We normally limit our awards of the of Frederic Mishkin Iceland Prize for Intellectual Integrity to academic work, since the economics discipline seems increasingly to hew to the James Carville theory of motivation: “Drag a hundred-dollar bill through a trailer park, you never know what you’ll find.” However, we’ve been unduly narrow in considering who might be deserving of this recognition, so we are bestowing the award to Promontory Financial for its work on MF Global.
From our post inaugurating the prize:
The Academy Award winning documentary Inside Job depicted how the fish has rotted from the head in the economics academy, using former Harvard dean Larry Summers, former Fed vice chairman Frederic Mishkin and Columbia Business School dean Glenn Hubbard as object lessons.
Despite our publication of Academic Choice theory, which provides more formal support for the Inside Job observations, we’ve seen perilous little in the way of a change in attitudes from within the academy.
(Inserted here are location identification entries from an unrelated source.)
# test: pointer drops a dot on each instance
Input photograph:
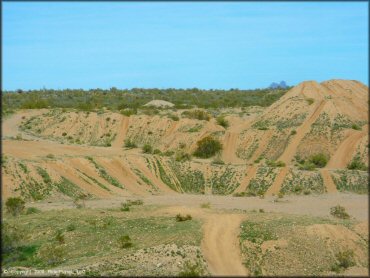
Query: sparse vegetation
(181, 218)
(208, 147)
(222, 121)
(339, 212)
(147, 148)
(15, 205)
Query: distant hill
(281, 85)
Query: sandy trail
(346, 150)
(328, 181)
(278, 182)
(302, 130)
(121, 134)
(220, 245)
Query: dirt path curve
(220, 245)
(275, 187)
(118, 141)
(328, 181)
(291, 149)
(346, 149)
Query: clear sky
(181, 45)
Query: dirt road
(220, 245)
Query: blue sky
(181, 45)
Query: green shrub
(272, 163)
(128, 112)
(52, 254)
(208, 147)
(59, 237)
(71, 227)
(310, 101)
(32, 210)
(222, 121)
(15, 205)
(130, 144)
(357, 164)
(205, 205)
(157, 151)
(125, 241)
(147, 148)
(190, 269)
(137, 202)
(319, 160)
(182, 156)
(339, 212)
(344, 260)
(218, 161)
(173, 117)
(125, 207)
(196, 114)
(180, 218)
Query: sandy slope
(346, 150)
(220, 245)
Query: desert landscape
(274, 182)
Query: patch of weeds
(180, 218)
(32, 210)
(125, 241)
(339, 212)
(344, 260)
(205, 205)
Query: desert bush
(52, 254)
(222, 121)
(208, 147)
(125, 207)
(218, 161)
(320, 160)
(180, 217)
(339, 212)
(168, 153)
(310, 101)
(147, 148)
(157, 151)
(59, 237)
(357, 164)
(272, 163)
(205, 205)
(129, 144)
(307, 166)
(196, 114)
(173, 117)
(137, 202)
(125, 241)
(15, 205)
(32, 210)
(128, 111)
(344, 260)
(71, 227)
(190, 269)
(182, 156)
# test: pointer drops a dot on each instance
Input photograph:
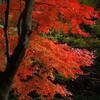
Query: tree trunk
(6, 79)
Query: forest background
(86, 87)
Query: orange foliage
(62, 14)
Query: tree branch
(5, 30)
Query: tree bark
(7, 77)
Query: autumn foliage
(43, 56)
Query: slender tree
(15, 59)
(31, 69)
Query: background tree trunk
(6, 79)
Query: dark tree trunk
(6, 79)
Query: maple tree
(30, 67)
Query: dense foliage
(43, 56)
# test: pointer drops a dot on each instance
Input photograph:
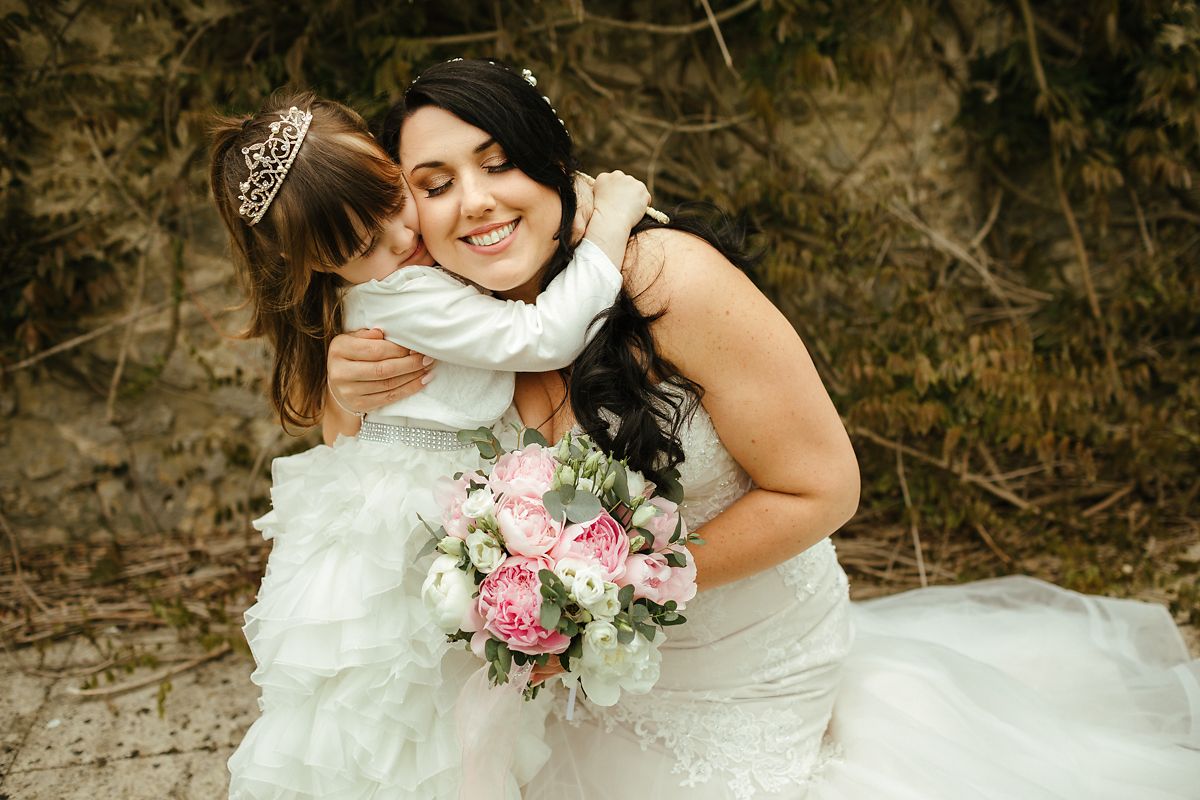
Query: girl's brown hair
(340, 190)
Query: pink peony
(510, 603)
(450, 494)
(527, 528)
(601, 541)
(655, 581)
(528, 471)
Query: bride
(778, 686)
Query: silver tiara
(270, 161)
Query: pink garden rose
(510, 603)
(601, 541)
(658, 582)
(526, 525)
(527, 471)
(450, 494)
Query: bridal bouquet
(561, 553)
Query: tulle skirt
(1008, 689)
(358, 683)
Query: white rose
(634, 667)
(643, 515)
(480, 504)
(567, 569)
(588, 585)
(451, 546)
(484, 552)
(447, 593)
(609, 605)
(600, 635)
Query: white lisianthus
(636, 483)
(593, 462)
(567, 569)
(480, 504)
(484, 552)
(588, 585)
(643, 515)
(634, 667)
(451, 546)
(609, 605)
(447, 593)
(601, 635)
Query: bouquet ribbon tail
(487, 719)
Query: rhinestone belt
(419, 438)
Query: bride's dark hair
(622, 391)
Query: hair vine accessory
(270, 161)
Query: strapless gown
(779, 686)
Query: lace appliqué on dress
(717, 737)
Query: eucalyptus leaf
(550, 615)
(585, 507)
(553, 503)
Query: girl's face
(397, 244)
(481, 217)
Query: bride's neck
(540, 398)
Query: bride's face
(481, 217)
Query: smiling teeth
(492, 236)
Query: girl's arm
(456, 323)
(766, 400)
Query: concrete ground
(60, 746)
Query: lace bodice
(743, 696)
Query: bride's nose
(477, 198)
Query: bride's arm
(766, 400)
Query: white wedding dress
(778, 686)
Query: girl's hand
(585, 203)
(621, 199)
(367, 372)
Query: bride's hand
(367, 372)
(541, 674)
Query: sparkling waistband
(419, 438)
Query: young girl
(357, 680)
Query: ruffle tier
(358, 684)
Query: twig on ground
(154, 678)
(912, 519)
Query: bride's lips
(496, 247)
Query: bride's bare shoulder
(663, 264)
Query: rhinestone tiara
(270, 161)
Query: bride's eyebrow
(435, 164)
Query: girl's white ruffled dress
(358, 684)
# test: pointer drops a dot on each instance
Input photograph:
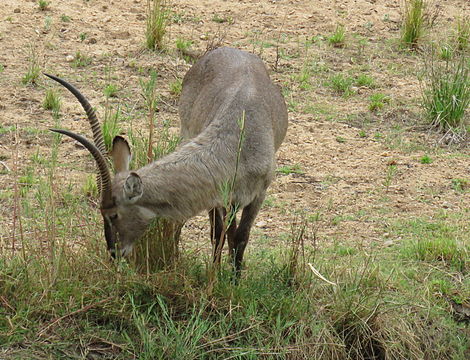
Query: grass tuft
(34, 69)
(462, 36)
(413, 22)
(446, 94)
(157, 19)
(338, 37)
(43, 5)
(52, 101)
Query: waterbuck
(233, 119)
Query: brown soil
(345, 174)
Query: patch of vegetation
(341, 84)
(222, 19)
(446, 52)
(446, 94)
(435, 241)
(414, 22)
(460, 185)
(182, 44)
(365, 80)
(157, 19)
(43, 5)
(90, 187)
(462, 35)
(377, 101)
(425, 159)
(111, 125)
(110, 90)
(52, 101)
(81, 60)
(337, 38)
(176, 86)
(34, 69)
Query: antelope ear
(121, 154)
(133, 188)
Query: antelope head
(124, 219)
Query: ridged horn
(106, 196)
(92, 119)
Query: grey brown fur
(225, 86)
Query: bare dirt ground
(359, 171)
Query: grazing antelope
(233, 119)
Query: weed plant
(157, 19)
(446, 95)
(176, 87)
(414, 22)
(337, 38)
(52, 101)
(43, 5)
(462, 36)
(34, 69)
(81, 60)
(378, 101)
(341, 84)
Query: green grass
(81, 60)
(460, 185)
(413, 22)
(425, 159)
(381, 303)
(446, 94)
(182, 44)
(176, 87)
(462, 34)
(337, 38)
(341, 84)
(365, 80)
(110, 90)
(157, 19)
(34, 69)
(378, 101)
(43, 5)
(111, 125)
(52, 101)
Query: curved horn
(106, 199)
(92, 119)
So to make a wee additional contribution on this front, we are inaugurating the Frederic Mishkin Iceland Prize …
The reason for highlighting the intellectual integrity, or more accurately, the absence thereof, among many well paid academic economists it that they are paid well to say good things about dubious policies and organizations.
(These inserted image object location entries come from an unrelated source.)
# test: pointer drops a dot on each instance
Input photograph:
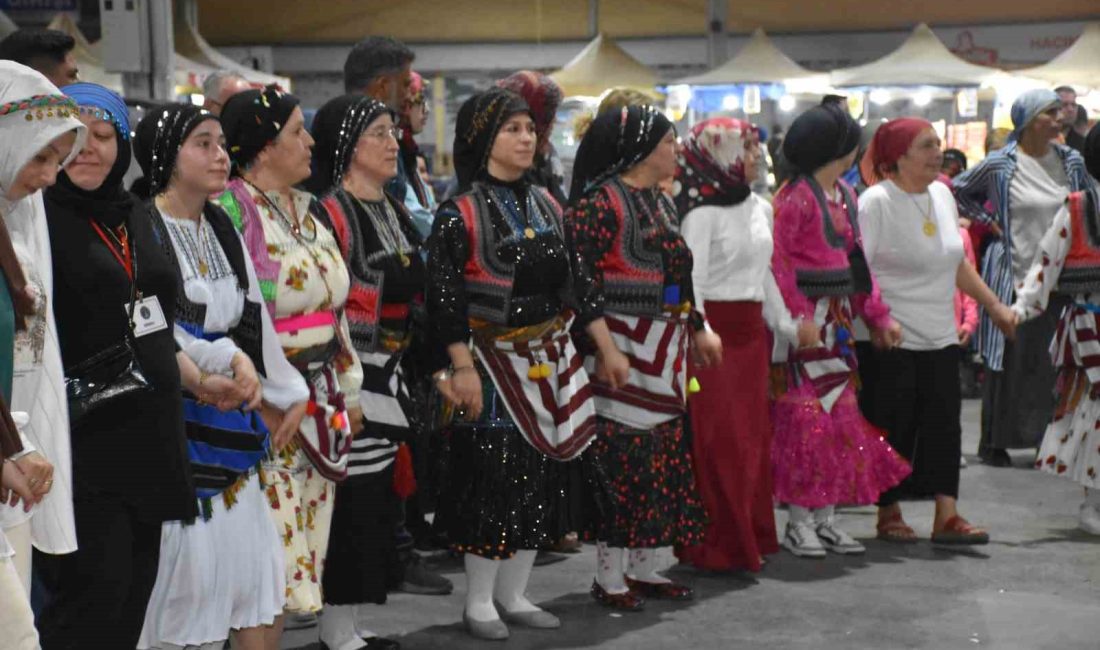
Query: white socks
(798, 515)
(609, 569)
(510, 591)
(642, 566)
(481, 579)
(823, 515)
(338, 628)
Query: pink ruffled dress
(824, 452)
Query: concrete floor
(1035, 586)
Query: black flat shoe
(661, 591)
(626, 602)
(373, 643)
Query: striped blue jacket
(988, 182)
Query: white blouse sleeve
(696, 229)
(1043, 275)
(283, 384)
(212, 356)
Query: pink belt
(295, 323)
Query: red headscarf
(891, 142)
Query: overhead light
(751, 99)
(730, 102)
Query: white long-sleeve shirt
(732, 246)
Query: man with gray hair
(219, 86)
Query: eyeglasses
(384, 132)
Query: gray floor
(1035, 586)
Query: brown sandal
(958, 531)
(894, 530)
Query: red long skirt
(732, 440)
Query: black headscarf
(109, 204)
(616, 141)
(252, 120)
(480, 120)
(160, 135)
(337, 130)
(818, 136)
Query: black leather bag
(108, 375)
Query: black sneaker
(424, 581)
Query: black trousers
(917, 403)
(97, 596)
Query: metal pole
(716, 13)
(163, 50)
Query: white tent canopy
(603, 65)
(90, 62)
(758, 62)
(922, 59)
(190, 43)
(1079, 65)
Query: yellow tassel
(539, 371)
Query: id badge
(149, 317)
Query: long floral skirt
(655, 502)
(300, 503)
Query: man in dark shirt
(47, 51)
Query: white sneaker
(837, 540)
(1089, 520)
(801, 540)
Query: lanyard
(122, 253)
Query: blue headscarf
(1030, 106)
(110, 202)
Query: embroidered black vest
(248, 332)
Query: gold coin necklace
(930, 224)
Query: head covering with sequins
(480, 120)
(161, 134)
(614, 143)
(252, 120)
(542, 94)
(338, 127)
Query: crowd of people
(231, 392)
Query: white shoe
(1089, 520)
(801, 540)
(837, 540)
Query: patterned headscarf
(32, 113)
(1030, 106)
(252, 120)
(110, 202)
(890, 143)
(337, 130)
(615, 142)
(712, 164)
(542, 94)
(480, 120)
(160, 136)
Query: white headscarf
(34, 112)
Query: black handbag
(108, 375)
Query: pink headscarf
(891, 142)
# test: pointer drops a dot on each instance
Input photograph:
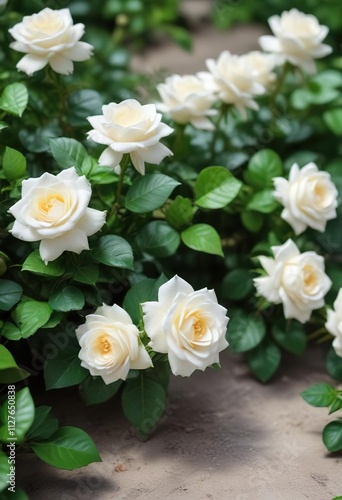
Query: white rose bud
(334, 323)
(187, 100)
(297, 38)
(50, 37)
(54, 210)
(131, 128)
(294, 279)
(189, 326)
(234, 81)
(309, 197)
(110, 344)
(262, 66)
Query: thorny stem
(116, 205)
A direct analogy to the Mishkin paper praising Iceland’s financial system is reviews produced by private consultants acting as supposedly independent reviewers, or what amounts to an outsourced regulatory function. The glaring problem with this construct is that the reviewers are hired by the companies that need to get a clean bill of health in the end. Adam Levitin described how this works in the context of the OCC foreclosure reviews, which operates on this template:
By far the most interesting bit in the draft C&D [cease and desist] order is the bit requiring the banks to engage independent foreclosure review consultants to review “certain” foreclosures that took place in 2009-2010. There is no specification as to which foreclosures are to be reviewed or precisely what the standards for review are. But that’s all kind of irrelevant. Who do you think the banks are going to engage to do these reviews? Someone like me? Not a chance. They’re going to find firms that signal loud and clear that if they get the job, they won’t find anything wrong. It’s just recreating the auditor selection problem, but without even the possibility of liability for a crony audit.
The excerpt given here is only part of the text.